Patients with the condition, referred to as ACS, have had heart attacks or chest pains that indicate the risk of a heart attack. Their condition is usually caused by blocked coronary arteries and an estimated 1 million people a year in the United States are hospitalized after having an ACS episode.
A panel of outside medical experts to the U.S. Food and Drug Administration last month recommended against approval of Xarelto for the new indication. The panel said the pill looked promising, but expressed concern about missing clinical-trial data and bleeding risks.
Xarelto was approved in the United States late last year to prevent strokes among patients with an irregular heartbeat called atrial fibrillation that is most common among the elderly. It is also approved to reduce risk of blood clots in the legs and lungs of people who have had knee or hip replacement surgery.
J&J, which developed the drug in partnership with German drugmaker Bayer AG, said it is evaluating the FDA’s response, known as a complete response letter.
“We will continue to work with the FDA to fully address their questions as quickly as possible,” said Dr. Paul Burton, the cardiovascular franchise medical leader at Janssen R&D, the division of Johnson & Johnson that makes Xarelto.
Xarelto is one of three new medicines that offer potential advantages over older drugs to prevent strokes and other dangerous conditions caused by blood clots.

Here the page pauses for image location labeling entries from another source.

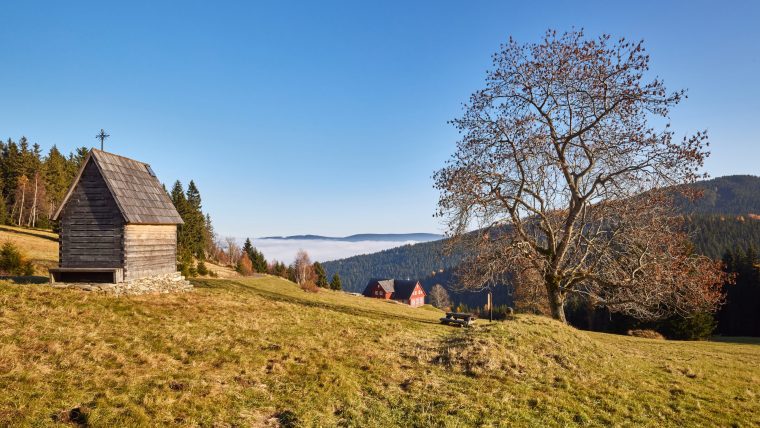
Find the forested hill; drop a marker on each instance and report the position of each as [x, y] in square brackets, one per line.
[726, 218]
[418, 237]
[729, 195]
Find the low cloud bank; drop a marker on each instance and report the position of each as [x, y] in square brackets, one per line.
[320, 250]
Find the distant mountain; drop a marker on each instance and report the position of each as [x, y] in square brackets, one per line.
[729, 195]
[727, 217]
[400, 237]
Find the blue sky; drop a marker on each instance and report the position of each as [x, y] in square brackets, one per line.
[330, 117]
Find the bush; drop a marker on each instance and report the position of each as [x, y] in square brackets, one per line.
[14, 262]
[201, 268]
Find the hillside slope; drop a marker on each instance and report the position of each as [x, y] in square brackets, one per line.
[263, 352]
[727, 217]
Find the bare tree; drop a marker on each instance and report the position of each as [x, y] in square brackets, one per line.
[439, 297]
[562, 170]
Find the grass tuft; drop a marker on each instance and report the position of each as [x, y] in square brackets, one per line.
[262, 352]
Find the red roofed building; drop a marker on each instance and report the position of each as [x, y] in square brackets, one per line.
[407, 292]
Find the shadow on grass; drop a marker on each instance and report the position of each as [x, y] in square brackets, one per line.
[743, 340]
[230, 284]
[25, 279]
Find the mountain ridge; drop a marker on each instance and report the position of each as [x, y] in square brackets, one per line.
[422, 237]
[726, 216]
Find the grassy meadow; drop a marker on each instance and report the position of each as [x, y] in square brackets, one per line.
[261, 352]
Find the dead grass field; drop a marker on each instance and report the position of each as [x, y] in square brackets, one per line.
[39, 245]
[260, 352]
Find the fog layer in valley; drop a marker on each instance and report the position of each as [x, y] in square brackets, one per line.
[320, 250]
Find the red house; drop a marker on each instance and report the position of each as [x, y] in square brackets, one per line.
[406, 292]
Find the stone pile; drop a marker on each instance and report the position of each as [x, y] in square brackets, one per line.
[167, 283]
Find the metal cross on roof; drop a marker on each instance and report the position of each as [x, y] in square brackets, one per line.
[102, 136]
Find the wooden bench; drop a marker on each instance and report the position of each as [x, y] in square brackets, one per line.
[458, 319]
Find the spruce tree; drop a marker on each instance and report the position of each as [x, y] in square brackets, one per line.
[321, 276]
[195, 222]
[249, 250]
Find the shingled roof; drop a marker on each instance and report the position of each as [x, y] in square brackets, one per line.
[139, 195]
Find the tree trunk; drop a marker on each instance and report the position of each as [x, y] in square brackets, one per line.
[556, 301]
[33, 219]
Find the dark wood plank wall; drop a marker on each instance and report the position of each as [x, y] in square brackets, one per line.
[91, 225]
[149, 250]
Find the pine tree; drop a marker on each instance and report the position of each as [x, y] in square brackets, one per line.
[249, 250]
[259, 261]
[195, 222]
[57, 178]
[179, 200]
[335, 283]
[319, 271]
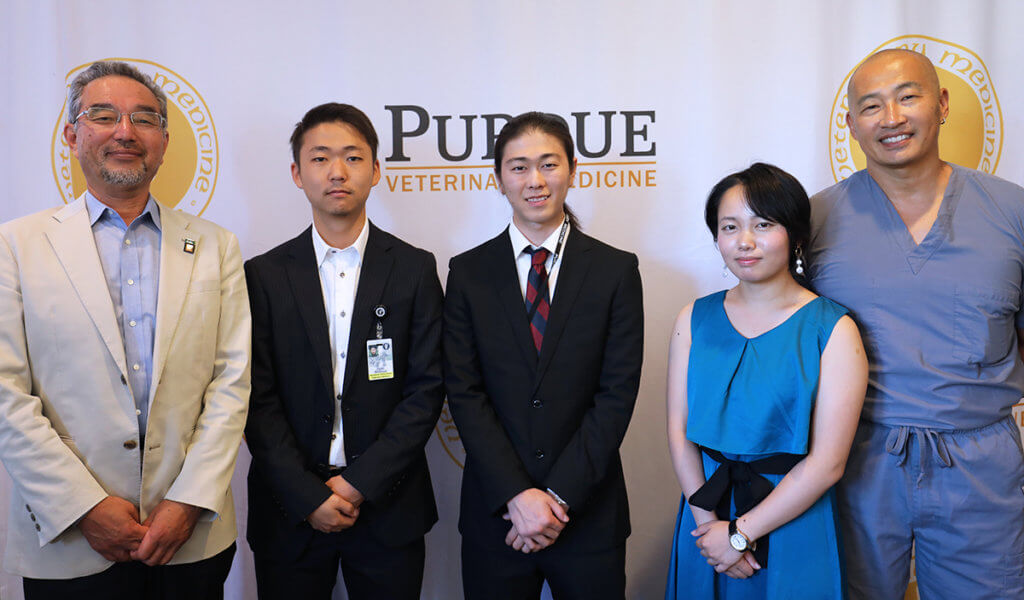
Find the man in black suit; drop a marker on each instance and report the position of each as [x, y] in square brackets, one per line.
[346, 384]
[543, 348]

Investors have tried to bet on which of the three will become dominant in a race between Xarelto, Eliquis from Pfizer Inc and Bristol-Myers Squibb Co, and Pradaxa from private German drugmaker Boehringer Ingelheim.
Pradaxa gained U.S. approval in 2010 for use in atrial fibrillation, while Eliquis is still under FDA review, with a decision expected by the end of June.
But Xarelto’s rivals failed in treating patients with ACS, and an approval for those patients would have given Bayer and J&J a potentially distinct market.